Je ferai observer, à cet égard, que les dispositions de l’amendement du Gouvernement vont bien au-delà du seul cas des salariés, puisqu’elles ne couvrent pas les seuls salariés et vont jusqu’à prévoir d’accorder une aide « aux personnes morales à but non lucratif ayant leur siège en France ». Cet amendement me paraît donc tout à fait pertinent.
J’ajouterai tout de même que je suis d’accord avec ceux qui estiment qu’il ne faut pas trop charger la barque du Défenseur des droits et qu’il ne faut pas le mettre à toutes les sauces, car il a une spécificité et une identité. Si je comprends parfaitement cet argument, il existe également l’argument de l’urgence : aujourd’hui, on ne sait pas comment aider les lanceurs d’alerte. Or, dans un tel cas, il faut se saisir des outils existants.
Je souhaiterais que, à l’issue de ce débat, monsieur le ministre, une réflexion s’engage sur la meilleure manière de restaurer l’identité au Défenseur des droits, donc de trouver une solution de rechange au dispositif sur lequel nous allons nous prononcer.
En l’état actuel des choses, malgré tout, je ne vois pas ce que l’on pourrait faire d’autre à part voter l’amendement du Gouvernement ! (Applaudissements sur les travées du groupe socialiste et républicain et du groupe écologiste.)
M. le président. La parole est à M. Pierre-Yves Collombat, pour explication de vote.
M. Pierre-Yves Collombat. Autant je me suis battu contre une définition extensive de la notion de lanceur d’alerte, autant je trouve que l’amendement du Gouvernement répond parfaitement à toutes les objections qui lui sont faites. En effet, dès lors que l’on reconnaît à une personne le statut de lanceur d’alerte selon la définition retenue par notre commission, je ne comprends pas les observations de notre excellent rapporteur.
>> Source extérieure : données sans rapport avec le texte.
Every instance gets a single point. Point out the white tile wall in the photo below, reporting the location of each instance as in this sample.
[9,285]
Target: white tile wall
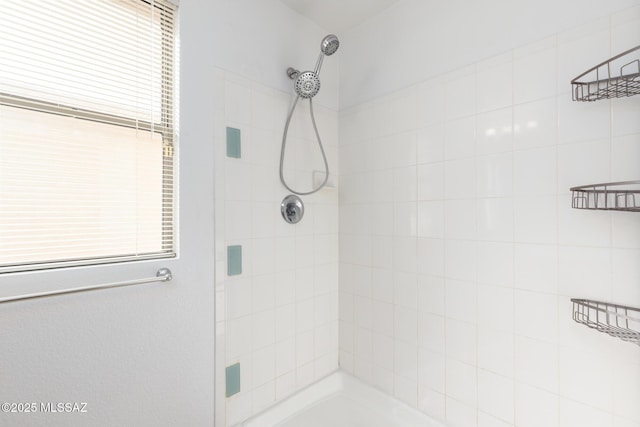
[457,216]
[279,318]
On me dit que la justice peut accorder des provisions aux lanceurs d’alerte. Oui, elle en est capable, mais on sait très bien qu’il vaut mieux ne pas avoir besoin des sommes d’argent qu’elle ordonne de verser !
Est-ce le rôle du Défenseur des droits de fixer le montant du préjudice ? Je n’en sais rien, mais il faut bien trouver une solution ! En tout cas, cette proposition ne me paraît pas contradictoire avec sa mission, qui est de veiller au respect des droits et libertés.
Aider une personne qui a le courage d’affronter de tels obstacles n’est pas incompatible avec la logique générale que défend le Sénat jusqu’ici. Je suis quelque peu étonné de la réticence exprimée par la commission et je voterai en faveur de l’amendement du Gouvernement ! (MM. André Gattolin et Jean Desessard applaudissent.)